Can you image admitting those facts to an American? He would be as incredulous as I was to hear of Abdull's failure to visit probably the most beautiful building in the world. No doubt there are many Luigis and Marias living in Rome who have never visited the Pantheon, many Chucks and Daisy-Lees who have never left their home in Vegas to visit the Grand Canyon, and so on and so forth.

Well to some extent that was the case with Frau and me until recently. We had never bothered to actually visit our local amphitheater. We had driven past it many times but never stopped to visit proper. This week we did. Now I can't pretend that it was any more interesting or spectacular than others we have seen in Turkey, but we saw some exquisite carvings and we spent an hour just sitting up in the gods attempting to tele-transpose ourselves back in time. Our reverie was eventually spoilt by a small group of tourists. If it was only one family then it was a prolific one, having about six children under age 12. They immediately started running up and down the seats, along the rows and around the orchestra and proscenium.
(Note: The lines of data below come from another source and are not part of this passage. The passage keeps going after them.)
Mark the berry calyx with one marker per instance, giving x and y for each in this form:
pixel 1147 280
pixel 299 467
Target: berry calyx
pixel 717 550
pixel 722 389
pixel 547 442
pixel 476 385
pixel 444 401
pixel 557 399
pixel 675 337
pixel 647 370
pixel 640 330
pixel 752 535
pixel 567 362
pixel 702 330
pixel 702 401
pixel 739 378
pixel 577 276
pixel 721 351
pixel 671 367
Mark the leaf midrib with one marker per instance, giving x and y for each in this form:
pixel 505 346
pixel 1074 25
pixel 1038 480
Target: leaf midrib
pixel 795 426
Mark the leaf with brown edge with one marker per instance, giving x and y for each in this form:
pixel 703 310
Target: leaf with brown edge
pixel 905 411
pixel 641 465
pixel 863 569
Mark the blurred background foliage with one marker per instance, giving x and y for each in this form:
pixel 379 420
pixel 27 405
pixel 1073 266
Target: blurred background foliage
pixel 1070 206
Inevitably they took it in turns to fall over and scream for a while. Mum and Dad ignored their little darlings most of the time, but now and then, when one went on too long Mum would bellow “Shurrup Jason” (or Sharon), and he or she would cry even louder. We were just about ready to leave when the show started. Dad, the wag, decided to give us his very limited repertoire of the Shakespearian monologues and soliloquies. Standing center stage he delivered the first few lines from Anthony's bit. “Friends, Romans, countrymen; lend me your ears...” There he faded a little but I think I caught a muted “Caesar”. His wife's guffaws, punctuated by coughing fits, encouraged him to move onto the Scottish play and we got “Is this a dagger I see before me?”

That, too, brought the house down. Who said that modern kids are ill-educated? These loved it. We of, course, were just about as impressed as we are at least once a week by the Tommy Cooper impersonations we see. We don't fly very much, but I can almost guarantee that we will see a Tommy Cooper impersonation in the departure lounge at the airport. This, I hasten to add, is only if we are flying to England. The Scottish departures have a different repertoire which rather goes over my head, and the Germans are either doing a Teutonic version of Freddie Frinton or are indeed absolutely legless.
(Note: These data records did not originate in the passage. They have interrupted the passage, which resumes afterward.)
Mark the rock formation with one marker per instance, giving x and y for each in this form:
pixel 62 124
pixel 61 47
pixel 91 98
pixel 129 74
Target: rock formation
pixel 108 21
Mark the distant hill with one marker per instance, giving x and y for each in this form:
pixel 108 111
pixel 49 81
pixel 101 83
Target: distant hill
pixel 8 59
Statistics show that one in 50 Brits visiting Turkey buy a fez. Of course, that is a piece of headwear that is not easy to pack, so in most cases must be carried. That involves Accrington's man about town having it on his ill-furnished scull when he checks in with Gladys, Jason and Sharon. Given at least an hour to spare, Big Dave has a pint or two; and given a fez, he eventually gets around to entertaining all with his “not like that, like that” spiel. We are never the only ones groaning. That is the airport. The same thing may be observed daily in “Tourist Town” anywhere between Kuşadası and Antalya. Find, if you will, a cafe near a tourist-tat shop which has fezzes [fezii?] for sale, and I will certainly guarantee that in the time it will take you to eat a kebab you will be treated to a Tommy Cooper impersonation. I wish I could read the thoughts of the shopkeeper who sees the same gag 10 times a day; possibly 20 on a good day. Now please allow me to expand on Freddie Frinton for the benefit of large numbers of readers. Freddy Frinton was a British comedian who built his entire career on playing a drunk. He is immortalized throughout continental Europe as the star of “Dinner for One” (1963), a 20-minute TV sketch which has obtained cult status in Germany and is screened on TV every New Year's Eve. The show has become the most frequently repeated TV program ever, having been shown more than 270 times. You should Youtube Freddy for a chuckle.
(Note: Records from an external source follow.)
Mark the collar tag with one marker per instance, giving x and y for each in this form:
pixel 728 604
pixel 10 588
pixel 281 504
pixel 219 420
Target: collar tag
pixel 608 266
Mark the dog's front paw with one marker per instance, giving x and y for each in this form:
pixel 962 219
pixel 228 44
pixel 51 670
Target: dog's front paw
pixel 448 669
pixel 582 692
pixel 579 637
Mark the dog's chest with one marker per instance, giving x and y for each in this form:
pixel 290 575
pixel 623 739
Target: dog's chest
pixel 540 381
So readers, here is your choice for next New Year's Eve entertainment. You may visit the continent and watch the aforementioned TV program, preceded and followed by appalling adverts and painful accordion music. You may observe a bunch of Germans waiting for the Munich flight at Gatwick, or you may take a cheap holiday to Turkey and enjoy the highlight of assorted Tommy Coopers prior to your return flight.